Novi juga mengungkapkan sejumlah catatan terkait kerangka hukum dan mekanisme penegakan aturan terkait penyebaran konten-konten berbahaya di platform media sosial. Menurut Novi, aturan yang ada membuat opsi penyelesaian problem ini sering melalui mekanisme pengadilan. 

“Konsekuensi mekanisme pengadilan lewat tuntutan pidana atau non pengadilan lewat penyelesaian sengketa dan tindakan administratif,” ujar Novi. 

Hal ini, menurut Novi akibat dari penggunaan pendekatan punitif dalam menekan penyebaran konten berbahaya, hoaks, dan disinformasi. Sejumlah ketentuan seperti Undang-Undang ITE, Peraturan Pemerintah tentang Penyelenggara Sistem dan Transaksi Elektronik, serta Permenkominfo Nomor 5 tabun 2020 tentang PSTE Lingkup Privat dianggap mengadopsi pendekatan punitif. 

“Artinya ketika ada persoalan undang-undang digunakan untuk menghukum, bukan untuk memoderasi,” lanjut Novi. 

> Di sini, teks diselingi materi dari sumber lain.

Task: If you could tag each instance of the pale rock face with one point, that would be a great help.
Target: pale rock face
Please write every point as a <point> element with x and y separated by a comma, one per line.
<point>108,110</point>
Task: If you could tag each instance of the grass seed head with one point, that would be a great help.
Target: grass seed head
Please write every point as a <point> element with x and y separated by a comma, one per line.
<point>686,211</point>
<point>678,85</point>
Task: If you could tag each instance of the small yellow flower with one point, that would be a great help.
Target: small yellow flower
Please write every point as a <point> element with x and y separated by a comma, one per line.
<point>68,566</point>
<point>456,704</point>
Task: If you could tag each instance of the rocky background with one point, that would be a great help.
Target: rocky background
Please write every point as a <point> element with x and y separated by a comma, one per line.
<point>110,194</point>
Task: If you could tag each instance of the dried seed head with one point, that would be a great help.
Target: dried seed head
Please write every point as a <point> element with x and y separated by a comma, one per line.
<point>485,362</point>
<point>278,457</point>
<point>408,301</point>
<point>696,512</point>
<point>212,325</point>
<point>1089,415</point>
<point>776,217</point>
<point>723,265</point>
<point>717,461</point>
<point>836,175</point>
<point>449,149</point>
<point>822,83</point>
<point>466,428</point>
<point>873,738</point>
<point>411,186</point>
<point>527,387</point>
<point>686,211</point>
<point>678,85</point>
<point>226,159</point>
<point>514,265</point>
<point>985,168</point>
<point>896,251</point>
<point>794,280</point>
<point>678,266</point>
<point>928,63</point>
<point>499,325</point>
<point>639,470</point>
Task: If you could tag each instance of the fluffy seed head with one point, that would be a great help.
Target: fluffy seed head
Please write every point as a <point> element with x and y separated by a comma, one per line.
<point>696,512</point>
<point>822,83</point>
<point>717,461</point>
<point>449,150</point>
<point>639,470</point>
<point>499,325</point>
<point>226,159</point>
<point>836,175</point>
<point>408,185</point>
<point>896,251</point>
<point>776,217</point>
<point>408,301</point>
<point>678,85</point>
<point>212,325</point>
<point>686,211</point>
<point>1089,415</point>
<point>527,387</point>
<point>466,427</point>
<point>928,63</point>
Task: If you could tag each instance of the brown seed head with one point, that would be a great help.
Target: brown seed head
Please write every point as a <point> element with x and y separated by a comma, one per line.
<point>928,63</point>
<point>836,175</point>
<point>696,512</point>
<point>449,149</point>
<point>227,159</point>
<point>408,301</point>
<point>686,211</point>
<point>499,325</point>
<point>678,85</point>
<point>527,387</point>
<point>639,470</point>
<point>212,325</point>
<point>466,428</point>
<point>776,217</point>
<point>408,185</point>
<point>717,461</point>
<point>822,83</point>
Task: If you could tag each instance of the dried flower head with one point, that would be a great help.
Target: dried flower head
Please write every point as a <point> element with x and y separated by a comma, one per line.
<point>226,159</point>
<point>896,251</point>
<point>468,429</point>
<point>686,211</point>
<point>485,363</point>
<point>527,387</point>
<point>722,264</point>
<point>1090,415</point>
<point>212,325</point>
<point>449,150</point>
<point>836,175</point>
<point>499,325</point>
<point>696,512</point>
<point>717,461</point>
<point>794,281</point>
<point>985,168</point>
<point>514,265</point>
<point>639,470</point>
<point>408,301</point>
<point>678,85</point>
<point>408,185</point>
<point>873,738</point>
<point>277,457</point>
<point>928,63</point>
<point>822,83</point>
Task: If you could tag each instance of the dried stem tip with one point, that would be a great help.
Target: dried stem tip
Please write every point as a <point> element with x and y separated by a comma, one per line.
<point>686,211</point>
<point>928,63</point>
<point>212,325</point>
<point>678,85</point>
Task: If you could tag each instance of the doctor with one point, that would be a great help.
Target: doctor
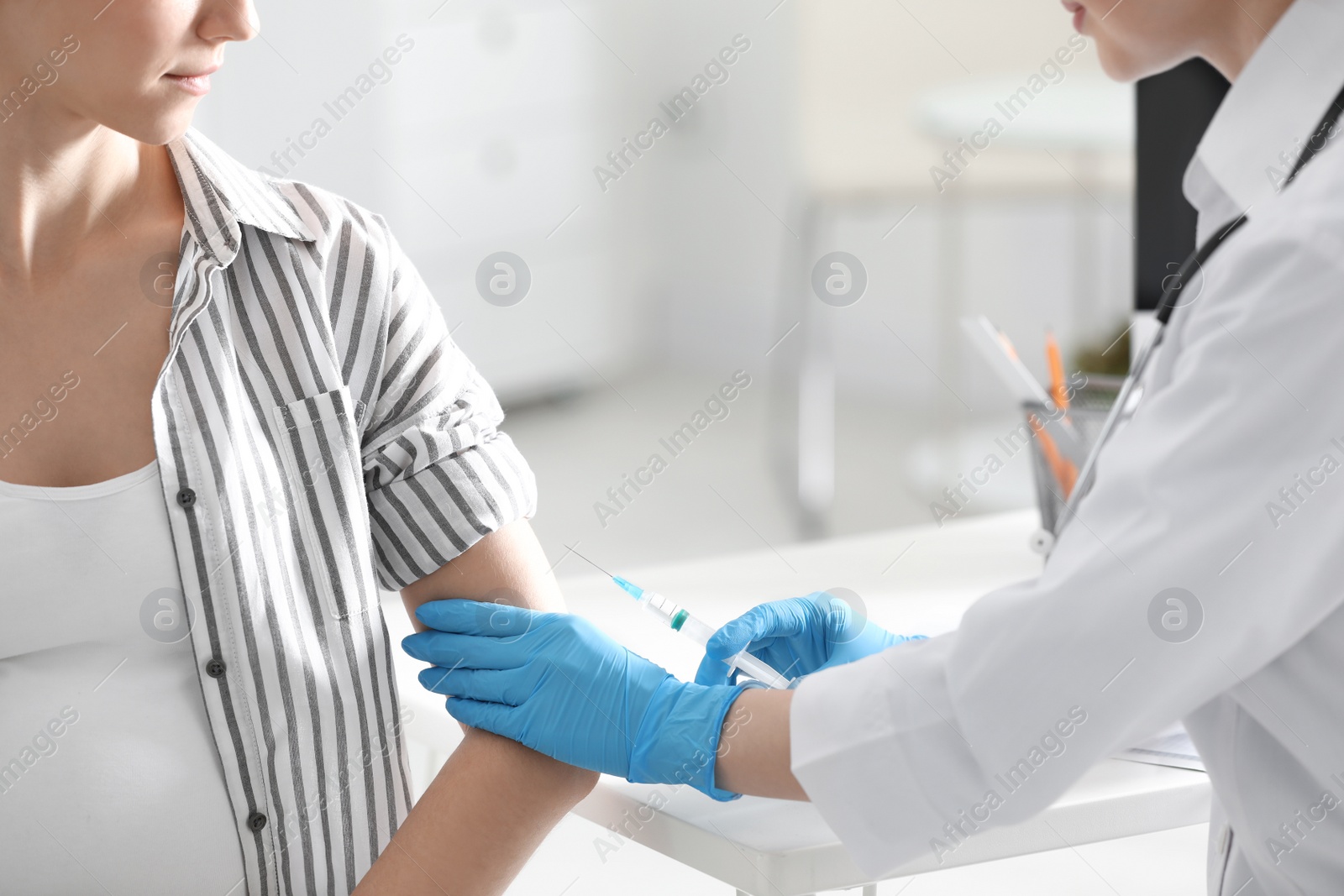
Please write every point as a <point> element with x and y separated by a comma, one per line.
<point>1202,578</point>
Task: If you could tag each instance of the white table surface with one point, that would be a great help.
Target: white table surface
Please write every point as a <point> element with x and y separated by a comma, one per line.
<point>917,579</point>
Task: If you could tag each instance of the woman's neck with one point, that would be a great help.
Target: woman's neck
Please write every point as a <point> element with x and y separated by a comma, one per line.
<point>65,184</point>
<point>1245,26</point>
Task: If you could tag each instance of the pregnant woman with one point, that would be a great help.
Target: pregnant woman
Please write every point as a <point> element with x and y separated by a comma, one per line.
<point>228,412</point>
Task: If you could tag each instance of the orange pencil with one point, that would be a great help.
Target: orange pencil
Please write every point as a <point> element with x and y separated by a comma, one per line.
<point>1065,470</point>
<point>1057,371</point>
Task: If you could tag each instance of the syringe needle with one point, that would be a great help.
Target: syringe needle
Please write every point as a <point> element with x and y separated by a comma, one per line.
<point>591,563</point>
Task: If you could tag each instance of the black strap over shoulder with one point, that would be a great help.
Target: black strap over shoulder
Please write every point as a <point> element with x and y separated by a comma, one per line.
<point>1321,136</point>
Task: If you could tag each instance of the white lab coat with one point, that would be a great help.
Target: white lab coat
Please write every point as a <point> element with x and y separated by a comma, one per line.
<point>1229,484</point>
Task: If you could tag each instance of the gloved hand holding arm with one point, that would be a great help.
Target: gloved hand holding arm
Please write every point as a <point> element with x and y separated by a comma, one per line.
<point>796,637</point>
<point>561,687</point>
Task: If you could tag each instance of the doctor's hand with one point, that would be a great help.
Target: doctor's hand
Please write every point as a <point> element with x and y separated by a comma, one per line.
<point>796,637</point>
<point>557,684</point>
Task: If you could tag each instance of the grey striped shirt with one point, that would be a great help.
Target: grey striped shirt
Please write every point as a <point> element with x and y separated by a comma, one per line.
<point>319,436</point>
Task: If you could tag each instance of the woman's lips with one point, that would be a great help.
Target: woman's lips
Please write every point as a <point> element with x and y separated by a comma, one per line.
<point>197,85</point>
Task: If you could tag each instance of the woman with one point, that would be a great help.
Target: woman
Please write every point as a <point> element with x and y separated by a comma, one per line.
<point>230,412</point>
<point>1200,578</point>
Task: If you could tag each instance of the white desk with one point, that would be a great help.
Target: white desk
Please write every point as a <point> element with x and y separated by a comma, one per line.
<point>779,848</point>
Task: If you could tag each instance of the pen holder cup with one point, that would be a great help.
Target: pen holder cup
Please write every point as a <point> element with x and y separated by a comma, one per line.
<point>1088,410</point>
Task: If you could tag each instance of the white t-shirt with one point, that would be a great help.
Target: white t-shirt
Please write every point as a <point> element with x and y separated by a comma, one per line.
<point>109,775</point>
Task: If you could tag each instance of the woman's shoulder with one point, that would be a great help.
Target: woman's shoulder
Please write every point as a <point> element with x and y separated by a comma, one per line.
<point>282,206</point>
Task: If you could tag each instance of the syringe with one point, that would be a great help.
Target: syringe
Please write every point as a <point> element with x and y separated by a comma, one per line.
<point>680,620</point>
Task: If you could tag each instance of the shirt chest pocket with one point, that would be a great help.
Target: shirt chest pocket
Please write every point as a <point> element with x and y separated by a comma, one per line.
<point>320,450</point>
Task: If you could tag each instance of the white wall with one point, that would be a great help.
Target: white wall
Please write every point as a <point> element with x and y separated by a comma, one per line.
<point>494,123</point>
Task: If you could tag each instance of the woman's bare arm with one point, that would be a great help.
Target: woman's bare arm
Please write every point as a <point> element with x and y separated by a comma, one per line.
<point>495,799</point>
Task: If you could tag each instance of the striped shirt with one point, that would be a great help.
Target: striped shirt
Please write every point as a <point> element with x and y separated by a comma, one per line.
<point>319,436</point>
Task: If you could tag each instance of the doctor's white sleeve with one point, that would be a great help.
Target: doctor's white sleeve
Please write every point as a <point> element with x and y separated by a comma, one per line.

Ia menilai kerangka hukum yang telah tersedia masih multitafsir dalam memperkenalkan sejumlah istilah. Dia memberi contoh tentang istilah moralitas. Menurutnya, dalam menerjemahkan arti moralitas dalam aturan yang ada, penegak hukum akan kesulitan karena pada dasarnya istilah ini mengandung banyak makna. Hal yang sama akan terjadi dengan istilah mengganggu ketertiban umum.

“Ini definisinya bisa menyebabkan multitafsir dan kontroversial,” ujar Novi. 

Di tempat yng sama, Ketua Harian Komisi Nasional Indonesia untuk UNESCO, Itje Chodijah menyebutkan, dalam rangka menghadapi momentum Pemilu 2024 diperlukan upaya lebih untuk mengedukasi masyarakat lewat platform media sosial. 

Menurut Itje, platform media sosial bisa berperan sebagai alat edukasi untuk masyarakat agar masyarakat mampu mencermati dan memilih antara informasi yang benar dan informasi yang salah. “Dalam jangka pendek yang akan paling ampuh mendidik masyarakat adalah media. Bukan hanya pidato-pidato oleh pihak-pihak yang resmi,” tutup Itje.